|Foreign investment in Lebanon remains firm
|The government sponsored Investment Development Authority of Lebanon (IDAL) has processed foreign investment of more than $312 million in the first five months of 2005 despite the murder of former Prime Minister Rafik Hariri, the head of IDAL said. "We are doing quite well despite the assassination of Hariri and the ensuing political developments," Nabil Itani told The Daily Star.
He added that IDAL is currently studying investments worth $200 million.
Itani added that in 2004 alone, foreign direct investment in Lebanon reached $1.05 billion, one of the highest records in the country's history.
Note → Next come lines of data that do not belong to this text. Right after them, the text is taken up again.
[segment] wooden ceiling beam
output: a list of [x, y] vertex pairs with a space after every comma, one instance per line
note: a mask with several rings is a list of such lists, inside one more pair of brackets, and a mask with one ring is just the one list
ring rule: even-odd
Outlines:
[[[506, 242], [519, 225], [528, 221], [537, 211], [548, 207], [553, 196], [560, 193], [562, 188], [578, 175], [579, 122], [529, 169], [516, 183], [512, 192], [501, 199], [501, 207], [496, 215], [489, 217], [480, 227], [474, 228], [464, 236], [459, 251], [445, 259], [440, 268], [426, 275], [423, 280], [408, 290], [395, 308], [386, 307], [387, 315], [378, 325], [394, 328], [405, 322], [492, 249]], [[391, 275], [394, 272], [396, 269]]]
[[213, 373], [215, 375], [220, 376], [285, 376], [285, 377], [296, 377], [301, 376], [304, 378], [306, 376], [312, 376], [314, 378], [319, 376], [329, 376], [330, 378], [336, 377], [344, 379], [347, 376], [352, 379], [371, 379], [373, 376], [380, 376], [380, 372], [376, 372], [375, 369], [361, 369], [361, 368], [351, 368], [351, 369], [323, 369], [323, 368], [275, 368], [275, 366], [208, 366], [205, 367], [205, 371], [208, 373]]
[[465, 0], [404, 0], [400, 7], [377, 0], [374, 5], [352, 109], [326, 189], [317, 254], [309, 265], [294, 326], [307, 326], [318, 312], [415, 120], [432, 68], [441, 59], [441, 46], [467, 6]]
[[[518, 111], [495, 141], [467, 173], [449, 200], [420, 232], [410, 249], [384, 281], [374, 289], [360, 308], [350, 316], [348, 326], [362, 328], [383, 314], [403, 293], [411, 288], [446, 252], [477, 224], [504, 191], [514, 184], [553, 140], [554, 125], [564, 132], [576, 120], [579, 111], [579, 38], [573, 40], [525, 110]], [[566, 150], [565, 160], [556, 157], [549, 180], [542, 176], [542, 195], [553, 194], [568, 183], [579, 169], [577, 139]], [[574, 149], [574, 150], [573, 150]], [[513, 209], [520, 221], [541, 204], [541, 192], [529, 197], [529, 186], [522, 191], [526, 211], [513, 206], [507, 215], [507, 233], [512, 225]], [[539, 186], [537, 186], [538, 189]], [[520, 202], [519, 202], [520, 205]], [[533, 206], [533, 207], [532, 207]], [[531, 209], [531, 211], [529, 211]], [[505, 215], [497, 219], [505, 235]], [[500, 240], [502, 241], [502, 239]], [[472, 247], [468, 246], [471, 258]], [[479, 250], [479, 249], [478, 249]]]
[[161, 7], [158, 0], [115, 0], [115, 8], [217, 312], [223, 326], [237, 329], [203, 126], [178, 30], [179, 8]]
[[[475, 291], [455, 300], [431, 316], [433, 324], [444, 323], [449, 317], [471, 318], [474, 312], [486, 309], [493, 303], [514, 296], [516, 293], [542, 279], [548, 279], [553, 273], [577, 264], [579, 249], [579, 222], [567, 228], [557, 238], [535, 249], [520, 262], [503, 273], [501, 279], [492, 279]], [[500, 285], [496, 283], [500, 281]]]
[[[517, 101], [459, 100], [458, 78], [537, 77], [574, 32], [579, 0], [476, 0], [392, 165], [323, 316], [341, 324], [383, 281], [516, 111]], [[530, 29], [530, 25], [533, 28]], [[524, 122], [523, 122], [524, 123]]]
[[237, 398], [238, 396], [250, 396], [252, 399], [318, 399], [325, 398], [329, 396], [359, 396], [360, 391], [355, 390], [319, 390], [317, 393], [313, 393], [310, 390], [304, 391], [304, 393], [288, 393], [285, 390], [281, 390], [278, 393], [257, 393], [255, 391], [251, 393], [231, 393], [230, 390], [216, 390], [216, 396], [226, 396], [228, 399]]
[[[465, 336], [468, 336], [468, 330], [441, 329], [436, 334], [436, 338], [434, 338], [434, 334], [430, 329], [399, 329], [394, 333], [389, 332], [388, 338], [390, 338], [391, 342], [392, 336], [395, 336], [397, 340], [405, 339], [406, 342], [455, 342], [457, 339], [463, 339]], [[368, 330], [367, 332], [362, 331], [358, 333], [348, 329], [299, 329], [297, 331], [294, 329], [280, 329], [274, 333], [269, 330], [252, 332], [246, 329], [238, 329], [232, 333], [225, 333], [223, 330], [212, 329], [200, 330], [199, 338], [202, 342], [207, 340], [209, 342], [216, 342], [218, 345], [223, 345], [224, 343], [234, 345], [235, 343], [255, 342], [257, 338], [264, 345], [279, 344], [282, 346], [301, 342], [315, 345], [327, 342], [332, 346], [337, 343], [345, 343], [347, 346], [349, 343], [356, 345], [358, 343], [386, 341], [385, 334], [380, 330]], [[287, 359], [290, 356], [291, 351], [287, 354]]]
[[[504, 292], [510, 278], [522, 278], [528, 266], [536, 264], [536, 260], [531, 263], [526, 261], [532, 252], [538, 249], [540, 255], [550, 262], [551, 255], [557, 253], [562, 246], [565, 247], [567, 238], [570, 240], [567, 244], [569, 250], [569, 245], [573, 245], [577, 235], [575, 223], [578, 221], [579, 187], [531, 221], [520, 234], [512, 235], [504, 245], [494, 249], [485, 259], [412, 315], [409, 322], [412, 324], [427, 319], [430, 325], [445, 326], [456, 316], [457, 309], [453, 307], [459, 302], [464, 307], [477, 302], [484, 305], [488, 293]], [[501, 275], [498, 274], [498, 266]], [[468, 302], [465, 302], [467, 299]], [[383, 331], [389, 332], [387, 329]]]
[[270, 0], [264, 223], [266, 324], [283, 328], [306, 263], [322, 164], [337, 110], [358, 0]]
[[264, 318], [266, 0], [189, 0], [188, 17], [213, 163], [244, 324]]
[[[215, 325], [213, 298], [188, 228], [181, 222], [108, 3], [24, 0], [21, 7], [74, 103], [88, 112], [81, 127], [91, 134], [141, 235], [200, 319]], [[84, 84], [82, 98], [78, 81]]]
IDAL was instrumental in removing much of the time consuming paperwork and redtape for foreign investors.
In 2001, the government of former Premier Hariri authorized IDAL to offer the One-Stop-Shop service which allowed foreign investors to apply to the agency for any investment project.
Under the One-Stop system, IDAL has the authority to supersede public administration, agencies and municipalities for an accelerated issuance process of permits and licenses required by various public sectors.
Itani said that 57 percent of the investments processed by IDAL involved tourism projects, with the rest divided among food industries and the IT sector.
Following the end of the war in 1990, Lebanon attracted many Arab investors who were keen to put their money into tourism projects. Numerous five-star hotels have been built in Beirut and the mountains since, and more continue to built.
The terrorist attacks of September 11, 2001, and the ensuing events, along with tighter security measures in the U.S. and Europe, have encouraged more Arab companies to make large investments in Lebanon.
Gulf Arabs now represent the bulk of investors in Solidere's Beirut Central District, and have brought land prices to their highest levels.
Itani admitted that the assassination of Hariri created a degree of panic among investors but none of them pulled their investments from IDAL.
"The government and Hariri's family played a big role in restoring investor confidence in Lebanon," he said.
Itani noted that political stability is an important condition for maintaining investor trust in the country.
"Once the elections are over, investors will feel more relaxed about the situation and will resume their business activities," he added.
Solidere A and B shares jumped to more than $10 per share two days ago for the first time in several years, reflecting the positive mood of investors.
"Solidere has become the barometer of investors. If stock prices goes up then this means that investors are buying land from the company but if prices goes down by more than 30 percent then investors are very concerned by the situation," one broker told The Daily Star.
To encourage investment, IDAL is offering tax incentives to any project that creates more than 250 jobs.
"IDAL [recently] granted a license for a $6 million industrial plant that produces processed food in the Bekaa region. We hope to see similar projects in the future,"
Itani said. He added that IDAL is offering incentives to any software company that invests in the IT sector.